Es waren einmal ein Mädchen und ein Junge, die spielten vergnügt im Maienregen. Darin glitzerte die Sonne so lustig, als ob sie mitspielte, und oben über ihnen wölbte sich wie ein riesiges Diadem ein Regenbogen in allen Farben des Lebens und des Todes.

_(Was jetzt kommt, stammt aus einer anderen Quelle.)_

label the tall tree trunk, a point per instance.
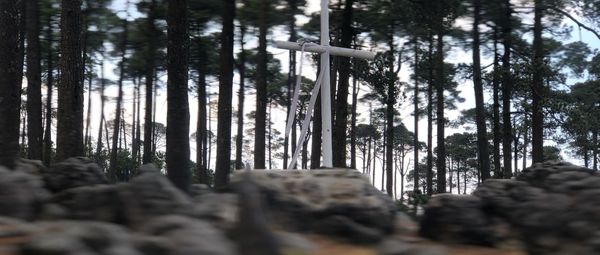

»Wie schade,« sagte das Mädchen, »dass die goldenen Tropfen alle im Erdboden versickern, einen See sollten sie bilden, damit wir darin baden könnten.«

»Ja,« meinte der Junge: »Es wäre herrlich, im Sonnenregen zu baden. Aber wir haben ja die Dusche.«

Im selben Augenblick versiegte die bis dahin so großzügige Wolke, ließ ihre letzten Tropfen niederkleckern und verschwand. Und während die Kinder ihrem letzten glühenden Nebelschleier nachtrauerten, brach unter ihnen die Erde ein, so dass sie in eine Höhle stürzten.

Sie erschraken sehr, doch dann fassten sie sich, standen auf und klatschten vor neuer Freude in die Hände.

»Da sind sie ja!« rief das Mädchen, »da sind ja alle unsere Regentropfen.«

»Ja,« sagte der Junge, »sie haben brav auf dich gehört und einen See gebildet, nicht so golden wie oben, aber silbern und größer. Springen wir hinein!«

Tatsächlich war das Pärchen in eine Höhle gerutscht, in der sich das Wasser zu einem See gesammelt hatte, um an geeigneter Stelle zur rechten Zeit ins Meer heimzukehren, erneut zu verdunsten, erneut niederzuregnen und immer wieder im See zu rasten.